脳裏に、雪音が形成する美しい氷を描く。それは轟がずっと見てきたものだった。


(いつだって……俺のことを考えてくれる人だったから……あの頃の俺には、それが眩しかったんだ)

その愛情に惹かれるのは当たり前だった。だから、轟焦凍は氷叢雪音に恋をした。
従姉弟だけれど、あの歪んだ環境で轟にとっての温かいものが、雪音だけだったから。惹かれていくのは必至だった。


「轟くん、告白とかしなかったの?」
「しなかった。困らせたくなかったから」
「轟に告白されて困る人いるの!?」
「いるよ。それに多分……いいことにはならなかったから。これでいいんだ」
「轟……」

雪音とずっと一緒にいたいと願った幼い心は、けれど成長と共にその綺麗な思い出さえも歪んでいってしまいそうで、轟は告白すらしないまま、自分の中に閉じ込めて、昇華することを選んだ。
もし伝えてしまっていたら、雪音は拒絶できなかっただろうと思う。そういう気持ちを抱けなくても、轟を孤独にしないため、轟の願いを叶えるためにきっと頷いてしまう人だったから。だからこれでよかったのだと轟はすがすがしい顔をしていた。


「その人への好意は今は形を変えているけれど、誰よりも幸せになってほしいって思ってるよ」
「へぇ……轟ってほんといいやつだよね」
「そうか?」
「そーだよ! 相手の気持ちを尊重できるのは、やっぱりすごいと思うよ!」
「それは……いいお手本が近くにいたからかもな」

振り返るといつも雪音は自分のためにあれこれと頑張ってくれていたことを思い出す。
自分がちょっとしたことで喜ぶと、それを極めようとする人だった。相変わらず家事に関しては壊滅的だったが、見かねた冬美がその分頑張ろうという気になったのを見ると、案外何だかんだ家族としてマイナスからのスタートだったけれど、ゼロに限りなく近づけていたのではないかと今になって思う。

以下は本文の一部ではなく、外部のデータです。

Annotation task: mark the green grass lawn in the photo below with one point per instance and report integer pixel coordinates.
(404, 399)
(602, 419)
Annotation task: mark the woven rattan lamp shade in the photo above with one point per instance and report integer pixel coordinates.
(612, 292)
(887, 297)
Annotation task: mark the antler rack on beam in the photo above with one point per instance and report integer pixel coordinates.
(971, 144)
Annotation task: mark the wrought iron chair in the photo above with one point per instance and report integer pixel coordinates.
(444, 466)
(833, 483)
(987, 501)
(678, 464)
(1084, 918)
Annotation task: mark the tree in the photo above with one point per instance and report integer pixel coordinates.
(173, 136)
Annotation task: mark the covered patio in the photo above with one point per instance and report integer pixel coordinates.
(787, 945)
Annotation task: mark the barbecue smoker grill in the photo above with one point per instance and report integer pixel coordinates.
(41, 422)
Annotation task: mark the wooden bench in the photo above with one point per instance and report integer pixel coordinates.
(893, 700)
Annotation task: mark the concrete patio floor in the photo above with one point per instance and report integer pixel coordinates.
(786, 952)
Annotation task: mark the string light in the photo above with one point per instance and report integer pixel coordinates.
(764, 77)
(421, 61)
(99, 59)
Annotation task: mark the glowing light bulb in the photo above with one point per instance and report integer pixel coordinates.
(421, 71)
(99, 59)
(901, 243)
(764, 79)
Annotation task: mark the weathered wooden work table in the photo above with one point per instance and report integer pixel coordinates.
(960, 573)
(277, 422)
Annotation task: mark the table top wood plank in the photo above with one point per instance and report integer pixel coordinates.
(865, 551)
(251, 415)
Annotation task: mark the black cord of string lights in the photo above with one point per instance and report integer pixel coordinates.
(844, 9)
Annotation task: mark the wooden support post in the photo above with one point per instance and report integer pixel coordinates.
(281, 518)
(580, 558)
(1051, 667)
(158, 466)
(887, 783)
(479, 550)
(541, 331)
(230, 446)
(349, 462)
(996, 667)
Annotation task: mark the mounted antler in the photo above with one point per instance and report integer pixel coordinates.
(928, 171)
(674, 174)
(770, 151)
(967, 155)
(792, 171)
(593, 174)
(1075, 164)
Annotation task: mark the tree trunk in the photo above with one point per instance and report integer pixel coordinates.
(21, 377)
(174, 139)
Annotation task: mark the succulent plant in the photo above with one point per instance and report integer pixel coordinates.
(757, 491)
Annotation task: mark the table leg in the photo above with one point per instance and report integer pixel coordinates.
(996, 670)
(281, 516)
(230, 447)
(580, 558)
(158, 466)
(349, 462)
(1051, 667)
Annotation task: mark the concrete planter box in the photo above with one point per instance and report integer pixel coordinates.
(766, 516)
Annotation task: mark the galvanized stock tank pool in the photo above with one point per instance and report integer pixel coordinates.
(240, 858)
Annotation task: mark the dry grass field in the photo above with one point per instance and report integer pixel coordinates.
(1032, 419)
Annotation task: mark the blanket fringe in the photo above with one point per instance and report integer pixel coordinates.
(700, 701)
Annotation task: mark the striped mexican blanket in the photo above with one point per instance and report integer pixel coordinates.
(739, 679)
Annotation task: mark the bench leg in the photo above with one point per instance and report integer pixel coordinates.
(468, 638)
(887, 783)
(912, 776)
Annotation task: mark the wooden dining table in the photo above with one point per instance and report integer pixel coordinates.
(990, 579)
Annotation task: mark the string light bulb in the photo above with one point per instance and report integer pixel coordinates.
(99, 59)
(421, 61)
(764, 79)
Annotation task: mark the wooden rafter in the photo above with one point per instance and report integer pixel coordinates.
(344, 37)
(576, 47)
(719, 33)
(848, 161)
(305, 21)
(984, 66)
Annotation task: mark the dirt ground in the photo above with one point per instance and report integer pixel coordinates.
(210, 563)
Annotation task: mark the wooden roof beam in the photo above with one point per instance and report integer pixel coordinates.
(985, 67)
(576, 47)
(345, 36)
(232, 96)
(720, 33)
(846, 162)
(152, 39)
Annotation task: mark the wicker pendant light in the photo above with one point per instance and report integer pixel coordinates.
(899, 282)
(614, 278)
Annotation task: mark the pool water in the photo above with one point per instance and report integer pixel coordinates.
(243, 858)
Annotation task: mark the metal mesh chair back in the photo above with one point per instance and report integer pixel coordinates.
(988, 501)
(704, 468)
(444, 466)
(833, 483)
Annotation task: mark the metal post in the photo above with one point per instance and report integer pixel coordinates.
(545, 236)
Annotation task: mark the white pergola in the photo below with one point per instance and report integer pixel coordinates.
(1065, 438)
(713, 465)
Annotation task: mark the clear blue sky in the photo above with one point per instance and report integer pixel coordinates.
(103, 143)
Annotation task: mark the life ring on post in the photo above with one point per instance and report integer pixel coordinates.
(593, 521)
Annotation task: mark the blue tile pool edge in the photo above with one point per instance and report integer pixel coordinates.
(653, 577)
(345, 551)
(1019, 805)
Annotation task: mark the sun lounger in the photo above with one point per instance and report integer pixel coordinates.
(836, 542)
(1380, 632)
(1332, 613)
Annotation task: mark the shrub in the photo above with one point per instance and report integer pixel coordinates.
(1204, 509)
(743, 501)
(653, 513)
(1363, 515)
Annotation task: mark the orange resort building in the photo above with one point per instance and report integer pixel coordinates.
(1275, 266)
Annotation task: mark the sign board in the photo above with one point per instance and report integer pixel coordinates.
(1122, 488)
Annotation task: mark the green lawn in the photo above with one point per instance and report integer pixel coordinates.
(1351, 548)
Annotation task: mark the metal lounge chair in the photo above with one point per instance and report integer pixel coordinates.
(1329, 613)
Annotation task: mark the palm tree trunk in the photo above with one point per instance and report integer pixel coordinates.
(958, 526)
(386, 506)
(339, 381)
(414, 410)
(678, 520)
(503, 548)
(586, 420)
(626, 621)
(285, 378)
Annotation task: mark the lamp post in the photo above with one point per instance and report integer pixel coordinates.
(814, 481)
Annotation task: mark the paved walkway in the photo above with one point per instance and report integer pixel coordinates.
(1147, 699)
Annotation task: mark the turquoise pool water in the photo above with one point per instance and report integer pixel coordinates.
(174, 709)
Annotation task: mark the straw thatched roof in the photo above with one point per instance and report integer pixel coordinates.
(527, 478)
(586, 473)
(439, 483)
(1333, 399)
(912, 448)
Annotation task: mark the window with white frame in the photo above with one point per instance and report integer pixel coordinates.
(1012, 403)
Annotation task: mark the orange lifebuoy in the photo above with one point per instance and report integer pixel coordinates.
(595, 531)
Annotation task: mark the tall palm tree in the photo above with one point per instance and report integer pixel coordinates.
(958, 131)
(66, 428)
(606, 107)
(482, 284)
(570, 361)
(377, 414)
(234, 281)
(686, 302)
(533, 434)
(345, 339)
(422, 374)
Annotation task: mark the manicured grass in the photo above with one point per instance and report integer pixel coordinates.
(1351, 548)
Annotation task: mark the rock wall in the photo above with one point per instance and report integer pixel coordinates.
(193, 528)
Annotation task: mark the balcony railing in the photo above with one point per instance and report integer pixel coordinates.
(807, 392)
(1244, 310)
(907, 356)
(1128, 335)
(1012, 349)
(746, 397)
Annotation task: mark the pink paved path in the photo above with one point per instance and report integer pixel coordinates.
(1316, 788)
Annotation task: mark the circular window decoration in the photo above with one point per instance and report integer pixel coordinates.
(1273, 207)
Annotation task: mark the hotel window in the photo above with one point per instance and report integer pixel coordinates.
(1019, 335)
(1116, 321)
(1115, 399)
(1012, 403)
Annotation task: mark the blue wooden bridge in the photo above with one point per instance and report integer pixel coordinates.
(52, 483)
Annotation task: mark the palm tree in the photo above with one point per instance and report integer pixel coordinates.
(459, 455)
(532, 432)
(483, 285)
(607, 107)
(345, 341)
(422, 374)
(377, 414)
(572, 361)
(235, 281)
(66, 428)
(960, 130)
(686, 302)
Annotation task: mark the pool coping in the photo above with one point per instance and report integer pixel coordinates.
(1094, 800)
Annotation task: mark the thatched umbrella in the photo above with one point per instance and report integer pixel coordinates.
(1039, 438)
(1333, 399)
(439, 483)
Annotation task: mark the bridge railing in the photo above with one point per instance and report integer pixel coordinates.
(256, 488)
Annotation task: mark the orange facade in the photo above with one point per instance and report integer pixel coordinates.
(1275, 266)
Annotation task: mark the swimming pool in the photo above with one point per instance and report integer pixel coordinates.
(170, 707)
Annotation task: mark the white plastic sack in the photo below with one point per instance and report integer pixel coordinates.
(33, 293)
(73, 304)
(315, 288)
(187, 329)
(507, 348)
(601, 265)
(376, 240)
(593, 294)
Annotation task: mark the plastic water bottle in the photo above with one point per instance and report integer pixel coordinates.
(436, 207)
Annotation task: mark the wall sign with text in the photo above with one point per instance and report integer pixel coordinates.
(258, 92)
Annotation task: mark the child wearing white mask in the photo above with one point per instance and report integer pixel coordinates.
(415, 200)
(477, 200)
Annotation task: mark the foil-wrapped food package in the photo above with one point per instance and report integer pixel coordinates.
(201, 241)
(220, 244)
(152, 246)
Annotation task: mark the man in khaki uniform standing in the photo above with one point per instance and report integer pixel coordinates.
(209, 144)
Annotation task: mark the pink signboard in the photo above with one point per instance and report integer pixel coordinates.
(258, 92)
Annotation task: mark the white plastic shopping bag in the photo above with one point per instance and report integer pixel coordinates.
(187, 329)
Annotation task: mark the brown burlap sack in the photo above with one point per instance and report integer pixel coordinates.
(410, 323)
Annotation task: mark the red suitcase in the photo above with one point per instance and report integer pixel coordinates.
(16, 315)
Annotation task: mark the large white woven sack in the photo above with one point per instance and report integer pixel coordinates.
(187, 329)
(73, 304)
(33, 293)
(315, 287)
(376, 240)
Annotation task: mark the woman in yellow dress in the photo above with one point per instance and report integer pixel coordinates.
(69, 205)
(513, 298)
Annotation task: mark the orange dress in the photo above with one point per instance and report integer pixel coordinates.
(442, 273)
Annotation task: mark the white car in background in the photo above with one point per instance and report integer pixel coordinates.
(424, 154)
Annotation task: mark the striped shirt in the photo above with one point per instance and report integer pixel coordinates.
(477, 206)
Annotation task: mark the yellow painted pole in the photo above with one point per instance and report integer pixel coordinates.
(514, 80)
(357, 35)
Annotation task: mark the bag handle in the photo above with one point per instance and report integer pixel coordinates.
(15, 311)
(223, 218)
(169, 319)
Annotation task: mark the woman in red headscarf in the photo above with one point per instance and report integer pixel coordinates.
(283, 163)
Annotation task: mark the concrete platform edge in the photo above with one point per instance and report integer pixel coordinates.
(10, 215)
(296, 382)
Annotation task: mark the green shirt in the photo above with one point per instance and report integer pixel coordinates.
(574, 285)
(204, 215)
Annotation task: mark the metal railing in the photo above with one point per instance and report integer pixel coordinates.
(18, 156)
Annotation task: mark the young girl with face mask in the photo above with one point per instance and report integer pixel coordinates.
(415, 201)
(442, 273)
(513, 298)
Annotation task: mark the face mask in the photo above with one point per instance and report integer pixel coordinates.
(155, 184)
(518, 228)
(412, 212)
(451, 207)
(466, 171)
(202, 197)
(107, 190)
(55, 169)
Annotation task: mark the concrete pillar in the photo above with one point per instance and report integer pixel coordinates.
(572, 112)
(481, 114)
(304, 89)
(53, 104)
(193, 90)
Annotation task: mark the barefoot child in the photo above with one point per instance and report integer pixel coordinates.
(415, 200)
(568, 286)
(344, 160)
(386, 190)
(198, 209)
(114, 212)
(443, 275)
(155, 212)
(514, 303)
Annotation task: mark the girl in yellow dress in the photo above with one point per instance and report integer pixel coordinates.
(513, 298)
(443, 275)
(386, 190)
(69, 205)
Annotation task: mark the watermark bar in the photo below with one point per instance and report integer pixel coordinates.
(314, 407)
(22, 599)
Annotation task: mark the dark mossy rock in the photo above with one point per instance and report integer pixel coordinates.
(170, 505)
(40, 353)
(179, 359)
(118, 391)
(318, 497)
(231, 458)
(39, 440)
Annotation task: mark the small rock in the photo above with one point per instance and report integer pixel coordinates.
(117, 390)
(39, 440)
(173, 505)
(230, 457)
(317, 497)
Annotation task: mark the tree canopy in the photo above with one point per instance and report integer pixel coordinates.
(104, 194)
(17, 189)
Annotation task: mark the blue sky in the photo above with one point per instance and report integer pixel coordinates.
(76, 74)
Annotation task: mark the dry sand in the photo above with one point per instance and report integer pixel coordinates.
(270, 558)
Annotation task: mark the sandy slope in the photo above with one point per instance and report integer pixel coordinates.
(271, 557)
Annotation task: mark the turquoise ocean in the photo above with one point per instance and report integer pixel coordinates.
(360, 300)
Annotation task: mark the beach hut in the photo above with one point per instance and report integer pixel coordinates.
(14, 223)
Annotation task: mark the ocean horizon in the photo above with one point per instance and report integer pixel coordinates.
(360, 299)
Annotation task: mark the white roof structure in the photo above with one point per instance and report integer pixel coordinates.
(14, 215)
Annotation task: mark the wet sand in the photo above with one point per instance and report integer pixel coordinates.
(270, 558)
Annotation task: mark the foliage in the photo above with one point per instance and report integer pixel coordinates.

轟焦凍は氷叢雪音の弟だ。イトコンイトコンと散々言われるほど、筋金入りの焦凍バカである。けれど最近、その雪音が自分以外の誰かを気にしているのも、轟は知っている。
氷を叩き割って、その中から連れ出した乱暴者。立ててすらいなかった雪音を「オラ立てや!!」と立たせて歩かせ、走らせたのは誰なのか。
雪音の好きなヒーローが誰なのか。轟は知っている。


「でも……一つだけ悔しいと思ってることはある」
「なになに?」
「一番好きなヒーローが……俺じゃなかったこと」
「ええっ、轟くん可愛いー! 拗ねてるー!」

俺じゃなかったと言って拗ねる轟に、察しのいい面々はその初恋の相手が誰なのか察した。
轟を急に子供っぽくできるのは……お姉ちゃん雪音しかいないので。
なるほどと納得していると、そこに爆豪が通りがかり、轟は思わず口を開いた。


「あ、爆豪」
「なんだ」
「早く本当の名前教えてくれ」
「お前には教えねェつってンだろうが!!」
「あっ、すまねぇ、俺じゃなくて……」
「死ね!!」

爆発的な拒絶に何も言わなかった。けれど面々は今の感じだと轟の初恋の人は爆豪が好きなのかなと新たな恋の話にわくわくしていた。
特に意図せずして、恋愛模様が筒抜けになってしまった轟はそうとは知らぬまま、聞かれるがままに色々答えていた。

後日、爆豪にもその魔の手は伸び、妙に筒抜けのそれに「あの半分野郎の舐めプが!!」と爆発的にキレられるのだが、それはまた別のお話。